Institutions in International Law

Subject 730-468 (2009)

Note: This is an archived Handbook entry from 2009. Search for this in the current handbook

Credit Points: 12.50
Level: 4 (Undergraduate)
Dates & Locations:

This subject has the following teaching availabilities in 2009:

Semester 1, - Taught on campus.
Pre-teaching Period Start not applicable
Teaching Period not applicable
Assessment Period End not applicable
Last date to Self-Enrol not applicable
Census Date not applicable
Last date to Withdraw without fail not applicable

Seminars. Five in Melbourne in Semester 1 and the rest taught intensively in Geneva, Switzerland, during the Winter Recess (Saturday 4 July 2009 to Saturday 18 July 2009).

Timetable can be viewed here.
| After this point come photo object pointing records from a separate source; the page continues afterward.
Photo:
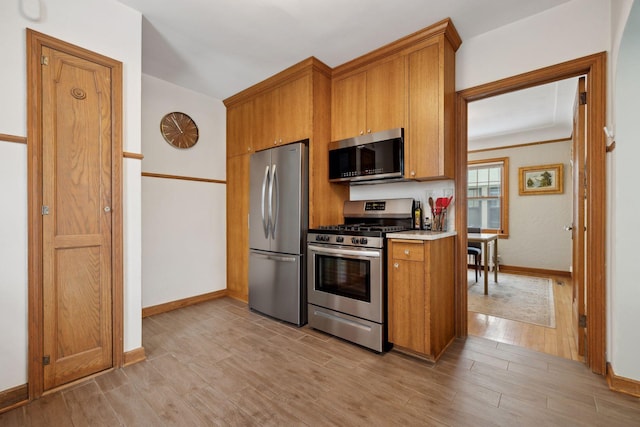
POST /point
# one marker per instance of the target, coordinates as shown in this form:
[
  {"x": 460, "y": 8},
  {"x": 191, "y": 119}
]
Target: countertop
[{"x": 421, "y": 235}]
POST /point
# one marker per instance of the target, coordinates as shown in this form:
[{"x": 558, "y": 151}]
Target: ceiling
[
  {"x": 220, "y": 47},
  {"x": 540, "y": 113}
]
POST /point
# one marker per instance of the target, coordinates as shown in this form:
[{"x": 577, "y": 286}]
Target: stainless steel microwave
[{"x": 375, "y": 156}]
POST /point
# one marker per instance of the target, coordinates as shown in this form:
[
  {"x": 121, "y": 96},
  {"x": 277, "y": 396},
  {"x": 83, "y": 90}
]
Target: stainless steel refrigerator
[{"x": 278, "y": 223}]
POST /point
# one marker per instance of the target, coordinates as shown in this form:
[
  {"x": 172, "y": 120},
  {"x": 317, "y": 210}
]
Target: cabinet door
[
  {"x": 429, "y": 144},
  {"x": 423, "y": 136},
  {"x": 237, "y": 224},
  {"x": 239, "y": 129},
  {"x": 406, "y": 299},
  {"x": 294, "y": 111},
  {"x": 348, "y": 114},
  {"x": 386, "y": 96},
  {"x": 265, "y": 120}
]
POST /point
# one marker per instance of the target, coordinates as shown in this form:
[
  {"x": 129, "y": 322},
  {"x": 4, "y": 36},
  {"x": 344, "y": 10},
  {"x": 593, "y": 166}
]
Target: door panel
[
  {"x": 578, "y": 226},
  {"x": 76, "y": 165},
  {"x": 259, "y": 178},
  {"x": 290, "y": 183}
]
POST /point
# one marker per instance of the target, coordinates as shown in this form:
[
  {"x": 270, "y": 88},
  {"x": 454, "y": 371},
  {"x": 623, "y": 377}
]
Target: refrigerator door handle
[
  {"x": 275, "y": 187},
  {"x": 265, "y": 221}
]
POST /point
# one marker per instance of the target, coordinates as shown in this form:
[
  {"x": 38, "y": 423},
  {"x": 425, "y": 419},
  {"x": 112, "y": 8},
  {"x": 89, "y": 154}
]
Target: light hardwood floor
[
  {"x": 558, "y": 341},
  {"x": 217, "y": 363}
]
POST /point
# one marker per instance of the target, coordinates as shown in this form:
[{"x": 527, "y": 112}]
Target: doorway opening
[
  {"x": 594, "y": 68},
  {"x": 512, "y": 135}
]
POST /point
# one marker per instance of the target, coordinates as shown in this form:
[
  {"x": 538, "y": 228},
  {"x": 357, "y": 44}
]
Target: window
[{"x": 488, "y": 195}]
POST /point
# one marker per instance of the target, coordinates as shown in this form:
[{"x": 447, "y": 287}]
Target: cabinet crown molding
[
  {"x": 411, "y": 42},
  {"x": 284, "y": 76}
]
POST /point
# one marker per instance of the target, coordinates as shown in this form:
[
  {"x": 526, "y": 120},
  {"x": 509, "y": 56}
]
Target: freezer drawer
[{"x": 276, "y": 286}]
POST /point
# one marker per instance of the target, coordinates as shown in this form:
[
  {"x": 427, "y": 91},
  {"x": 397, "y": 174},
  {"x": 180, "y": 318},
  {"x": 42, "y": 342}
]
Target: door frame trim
[
  {"x": 35, "y": 43},
  {"x": 594, "y": 67}
]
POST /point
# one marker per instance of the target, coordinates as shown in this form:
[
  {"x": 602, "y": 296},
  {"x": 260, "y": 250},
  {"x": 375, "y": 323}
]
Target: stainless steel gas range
[{"x": 347, "y": 271}]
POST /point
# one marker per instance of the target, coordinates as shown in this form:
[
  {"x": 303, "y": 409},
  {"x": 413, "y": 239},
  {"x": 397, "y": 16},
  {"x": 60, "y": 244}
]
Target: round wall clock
[{"x": 179, "y": 130}]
For information about these dates, click here.
Time Commitment: Contact Hours: Semester 1 and Winter Recess (15 hours per week)
Total Time Commitment: 144 hours.
Prerequisites: International Law (may be taken concurrently with this subject).
Corequisites: None
Recommended Background Knowledge: None
Non Allowed Subjects: None
Core Participation Requirements:

For the purposes of considering request for Reasonable Adjustments under the Disability Standards for Education (Cwth 2005), and Student Support and Engagement Policy, academic requirements for this subject are articulated in the Subject Overview, Learning Outcomes, Assessment and Generic Skills sections of this entry.

It is University policy to take all reasonable steps to minimise the impact of disability upon academic study, and reasonable adjustments will be made to enhance a student's participation in the University's programs. Students who feel their disability may impact on meeting the requirements of this subject are encouraged to discuss this matter with a Faculty Student Adviser and Student Equity and Disability Support:


Assoc Prof Andrew Mitchell
Subject Overview: The subject examines the place of international institutions within the international legal order, considering their structure, normative underpinnings, and activities. It focuses on inter-governmental organisations but also considers non-governmental organisations and the role of civil society and national governments in both types of institution. It considers how international institutions reflect conflicting notions of fragmentation and unity in international law. Principal topics to be covered include:
  • The role of international institutions in the development of international law and global governance.
  • Introduction to international institutions in Geneva and elsewhere including their history, trends in their mission, influence and importance, and reform proposals.
  • The fragmentation of international law, including the proliferation of institutions and dispute settlement tribunals and the proliferation of substantive laws.
  • Inter-organisational cooperation, coordination and conflict in areas such as trade, human rights the laws of war, and development.
  • Participation and representation in international institutions by governments, business, civil society, and secretariat staff.

Note: The research essay in this subject is regarded as a substantial piece of legal writing.


A candidate who has successfully completed this subject should:

  • Understand the relationship between international institutions and international law.
  • Be able to explain and critique the notion of fragmentation in international law and its relevance to international institutions.
  • Have a detailed knowledge of a range of international institutions and the legal issues they face.
  • Understand the role of different actors within international institutions and how various institutions relate to each other.
  • Be familiar with key factors influencing international institutions from the perspective of law, policy, politics, diplomacy, and management.

1. 100% class attendance (hurdle requirement);

2. Class presentation (20%);

3. Class participation (10%); and

4. 5,000 word research paper (70%) (due Monday 5 October 2009).

Prescribed Texts:

Printed Materials will be issued by Melbourne Law School.

Recommended Texts:

Breadth Options:

This subject is not available as a breadth subject.

Fees Information: Subject EFTSL, Level, Discipline & Census Date
Generic Skills:

On completion of the subject students should have developed the following generic skills:

  • Oral and written communication skills.
  • Thinking skills: critical thinking, problem-solving, analytical skills.
  • Capacities in information seeking and evaluation.
  • Planning and time management.
  • Working with and in different institutional and national cultures.

Student Selection: A maximum of 25 students may enrol in this subject. Applicants must submit a copy of their most recent academic transcript as well as a one page cover letter and a two page CV highlighting their interest in the subject and previous academic and work experience. Interviews may also be conducted. Further details regarding the subject and how to apply will be posted on the subject page and emailed to LLB students during the second half of 2008.

Students will be expected to contribute to accommodation costs in Geneva.